Former diplomats rebelled against the ban and many active members of the diplomatic service joined the protest. They argued that it was unfair to condemn staff who had been members of the Nazi party, and 128 former diplomats put a large death notice in the respected Frankfurter Allgemeine Zeitung newspaper in defense of Krapf's honor.
Surprised by the reaction, Fischer responded by hiring the commission. He feels that the findings have confirmed his stance. "That's the obituary these gentlemen deserve," he said.
Study Lacks Balance
But Fischer's victory isn't that clear-cut. The study shows that membership in the Nazi party in itself says nothing about the extent of involvement in crimes. But above all, it isn't as balanced as the studies that usually put debates such as this to rest.

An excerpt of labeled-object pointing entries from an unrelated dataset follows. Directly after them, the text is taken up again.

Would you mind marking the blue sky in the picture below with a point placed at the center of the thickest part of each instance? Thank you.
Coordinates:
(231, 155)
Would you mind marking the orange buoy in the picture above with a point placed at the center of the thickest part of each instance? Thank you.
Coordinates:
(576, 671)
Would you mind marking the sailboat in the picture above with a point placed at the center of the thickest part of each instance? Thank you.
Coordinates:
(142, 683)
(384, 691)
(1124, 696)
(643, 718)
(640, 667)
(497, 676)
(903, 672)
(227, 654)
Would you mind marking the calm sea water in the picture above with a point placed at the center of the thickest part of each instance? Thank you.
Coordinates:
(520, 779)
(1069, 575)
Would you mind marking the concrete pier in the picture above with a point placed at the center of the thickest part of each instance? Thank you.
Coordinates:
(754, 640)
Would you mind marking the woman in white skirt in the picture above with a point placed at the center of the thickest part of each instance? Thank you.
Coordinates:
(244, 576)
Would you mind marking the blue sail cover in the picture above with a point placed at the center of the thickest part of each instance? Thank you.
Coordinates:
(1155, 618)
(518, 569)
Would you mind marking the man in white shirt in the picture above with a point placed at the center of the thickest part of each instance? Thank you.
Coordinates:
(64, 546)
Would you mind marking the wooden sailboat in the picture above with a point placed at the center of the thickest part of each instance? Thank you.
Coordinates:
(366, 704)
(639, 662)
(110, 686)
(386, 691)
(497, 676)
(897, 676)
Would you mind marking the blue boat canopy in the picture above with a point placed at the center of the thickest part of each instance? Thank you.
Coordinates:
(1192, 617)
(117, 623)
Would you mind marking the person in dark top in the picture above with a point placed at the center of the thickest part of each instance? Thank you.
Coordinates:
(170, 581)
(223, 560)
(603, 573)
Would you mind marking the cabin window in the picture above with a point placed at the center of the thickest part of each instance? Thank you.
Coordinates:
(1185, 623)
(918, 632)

It contains repeated references to "the" diplomats even though they didn't all commit crimes, as the book itself emphasizes in another passage. In addition, it assumes that diplomats had demonstrated their support for the "Final Solution" -- the term the Nazis used for the Holocaust -- just by reading the reports filed by the murderous death squads and signing them as read.
The study also creates the impression that several diplomats were involved in murders, but then fails to provide proof.
For example, Krapf was stationed at the German embassy in Tokyo during the war. The historians write: "Little is known about Krapf's activities (editor's note -- in Japan), but it's clear that German diplomats dealt with the 'Final Solution' of the Jewish question even in the Far East." That is supposed to mean: Krapf took part in the genocide somehow.
Former diplomats won't be the only ones to scrutinize such passages. The historians are also likely to face criticism from younger diplomats because the study accuses staff members of having failed to question the official line right up to the 1990s. One high-ranking ministry official said that wasn't true. He pointed to research conducted long ago by the historian Hans-Jürgen Döscher about the crimes committed by diplomats. Staff members had read that research, the official said.
Contrary to the commission's claims, the ministry has already adopted a differentiated view of its own past, the official added. An official brochure published in 1995 says the ministry had contained "several fanatical supporters" and a "considerable number" of people who went along with the Nazis and were indifferent about their crimes.
In a sign of how sensitive the study's findings are, Westerwelle cancelled a joint book presentation with Steinmeier and Fischer after the publishing firm said it planned a panel discussion between the three ministers and the historians.
Westerwelle seems to have had a feeling that he couldn't win in a clash with the eloquent Fischer, for whom confronting Germany's Nazi past has been a lifelong theme and who always relishes taking a swipe at Westerwelle.
New Approach to Dealing With Past
But Westerwelle too has praised the book as "a weighty piece of work" which would help reaffirm the ministry's sense of self. He wants to incorporate the book in the training course for young diplomats and to change the way the ministry observes its traditions.
The ministry also plans to revise any brochures that fail to mention the roles former staff members played during the Nazi era. In addition, it will take a closer look at the portraits of diplomats hanging on the walls of the ministries and of embassies.
It may well be that embassies follow the example of the London embassy, which mentions the Nazi past of Konstantin von Neurath, the foreign minister from 1932 to 1938, beneath a portrait of him. It may be that in future, only portraits of post-war ambassadors will be shown.
The study in itself represents a break with the past in one important respect: The foreign ministry has put itself at the forefront of historical research into its past. The other ministries largely ignore their Nazi history to this day.